Ci sono voluti quasi 4 mesi di consultazioni ma alla fine l’Olanda ha accolto il suo nuovo governo guidato dal primo premier gay dichiarato di sempre, Rob Jetten. Lo scorso ottobre il 38enne liberal-progressista riuscì a battere di un niente l’estrema destra di Geert Wilders, con il suo partito D66 vero trionfatore della tornata elettorale con 17 seggi in più conquistati rispetto al 2023, pur senza maggioranza di governo.

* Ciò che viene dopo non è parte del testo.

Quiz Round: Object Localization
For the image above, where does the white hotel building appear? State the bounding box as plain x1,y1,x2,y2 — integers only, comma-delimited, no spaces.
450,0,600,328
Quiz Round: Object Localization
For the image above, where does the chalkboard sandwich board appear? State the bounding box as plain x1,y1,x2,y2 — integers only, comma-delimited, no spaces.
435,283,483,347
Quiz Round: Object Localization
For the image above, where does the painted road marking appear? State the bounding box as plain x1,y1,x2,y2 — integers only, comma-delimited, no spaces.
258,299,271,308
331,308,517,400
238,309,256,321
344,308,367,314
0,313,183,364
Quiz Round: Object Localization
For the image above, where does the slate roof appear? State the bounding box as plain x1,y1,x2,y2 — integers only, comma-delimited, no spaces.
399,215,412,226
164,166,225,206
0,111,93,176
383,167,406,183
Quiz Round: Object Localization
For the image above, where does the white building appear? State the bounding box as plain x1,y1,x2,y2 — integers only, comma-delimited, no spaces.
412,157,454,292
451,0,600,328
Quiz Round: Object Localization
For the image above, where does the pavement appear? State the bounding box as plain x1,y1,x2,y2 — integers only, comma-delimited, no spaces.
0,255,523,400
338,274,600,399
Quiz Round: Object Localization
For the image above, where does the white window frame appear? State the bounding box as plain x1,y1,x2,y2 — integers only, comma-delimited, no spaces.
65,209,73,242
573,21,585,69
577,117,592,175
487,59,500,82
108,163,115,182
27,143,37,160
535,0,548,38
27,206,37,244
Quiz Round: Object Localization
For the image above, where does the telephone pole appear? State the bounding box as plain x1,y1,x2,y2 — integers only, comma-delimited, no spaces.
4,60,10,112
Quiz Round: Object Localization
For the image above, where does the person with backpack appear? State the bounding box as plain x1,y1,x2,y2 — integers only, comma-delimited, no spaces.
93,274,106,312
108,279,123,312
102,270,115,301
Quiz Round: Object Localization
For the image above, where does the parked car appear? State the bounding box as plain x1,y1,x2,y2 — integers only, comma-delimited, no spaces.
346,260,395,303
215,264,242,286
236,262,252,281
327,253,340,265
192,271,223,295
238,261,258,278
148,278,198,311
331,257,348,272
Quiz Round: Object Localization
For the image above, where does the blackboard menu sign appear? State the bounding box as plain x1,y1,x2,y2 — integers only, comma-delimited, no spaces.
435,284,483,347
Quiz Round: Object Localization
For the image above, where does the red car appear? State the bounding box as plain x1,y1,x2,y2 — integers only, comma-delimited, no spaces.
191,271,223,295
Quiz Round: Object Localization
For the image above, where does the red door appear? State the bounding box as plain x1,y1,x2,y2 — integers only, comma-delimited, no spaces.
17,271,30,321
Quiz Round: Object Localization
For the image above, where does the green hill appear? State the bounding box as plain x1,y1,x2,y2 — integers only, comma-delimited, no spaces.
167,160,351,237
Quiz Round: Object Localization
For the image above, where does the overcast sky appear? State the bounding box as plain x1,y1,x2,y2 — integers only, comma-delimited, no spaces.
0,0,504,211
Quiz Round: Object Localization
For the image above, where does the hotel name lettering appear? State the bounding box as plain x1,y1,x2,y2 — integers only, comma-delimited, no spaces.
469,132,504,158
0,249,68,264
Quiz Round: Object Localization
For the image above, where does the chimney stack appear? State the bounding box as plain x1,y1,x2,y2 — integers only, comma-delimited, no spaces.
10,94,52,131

È nato il governo di Rob Jetten
Quasi 4 mesi dopo è nato un esecutivo di minoranza formato dai progressisti del D66, dai liberali del Vvd e dai cristiano-democratici del Cda, che ha ieri giurato al cospetto del re Guglielmo Alessandro, con Rob Jetten premier olandese più giovane di sempre che ha celebrato l’evento sui social con la musica dei Queen e la voce di Freddie Mercury sulle note di Don’t Stop Me Now. Centrista, europeista convinto e fiero sostenitore dei diritti LGBTQIA+, Jetten è felicemente fidanzato con l’amato Nicolás S. Keenan, 28enne giocatore di hockey su prato che milita nel club olandese Hoofdklasse Klein Zwitserland. Nazionale argentino Nicolás ha partecipato ai Giochi Olimpici di Parigi, nel 2024, arrivando fino ai quarti di finale. Dichiaratamente bisessuale, Keenan fa coppia con Jetten dal 2022. A fine 2024 i due hanno annunciato il fidanzamento, che quest’estate si tramuterà in matrimonio. Tanto su TikTok quanto su Instagram Rob e Nicolàs sono seguitissimi, con foto e video di coppia che puntualmente diventano virali, mostrando al mondo la fantastica normalità di un amore queer che coinvolge sport e politica.
Ma il governo Jetten dovrà faticare e non poco per rimanere in piedi, dipendendo di fatto dall’opposizione. In coalizione con il D66 troviamo il partito di centro-destra Appello Cristiano Democratico (CDA) e il partito liberale Partito Popolare per la Libertà e la Democrazia (VVD), per un totale di 66 seggi. Ma la maggioranza parlamentare è a quota 75, il che significa che Jetten dipenderà dai partiti che non fanno parte del suo esecutivo, dovendo andare a caccia di almeno 9 salvifici voti. “Orgoglioso di poterlo fare insieme. In una nuova fase, con grande responsabilità e soprattutto con una promessa condivisa di impegnarci per tutti”, ha scritto su X poco prima del giuramento. “Non soffermandoci su ciò che non funziona, ma costruendo su ciò che può essere migliorato. Servono coraggio e collaborazione”.
I Paesi Bassi e i diritti LGBTQIA+

Sul fronte dei diritti LGBTQIA+ il governo Jetten dovrà fare poco o niente, visto e considerato che i Paesi Bassi sono all’avanguardia, da decenni. Nel 2001 divennero il primo Paese al mondo a legalizzare il matrimonio egualitario, con annessa stepchild adoption e adozioni congiunte, con leggi contro l’omofobia attive dal 1994 e contro la transfobia dal 2019, opzioni per il terzo genere dal 2018, accesso alla fecondazione in vitro per le lesbiche dal 2003, maternità surrogata altruistica legale e terapie di conversione vietate dal 2025.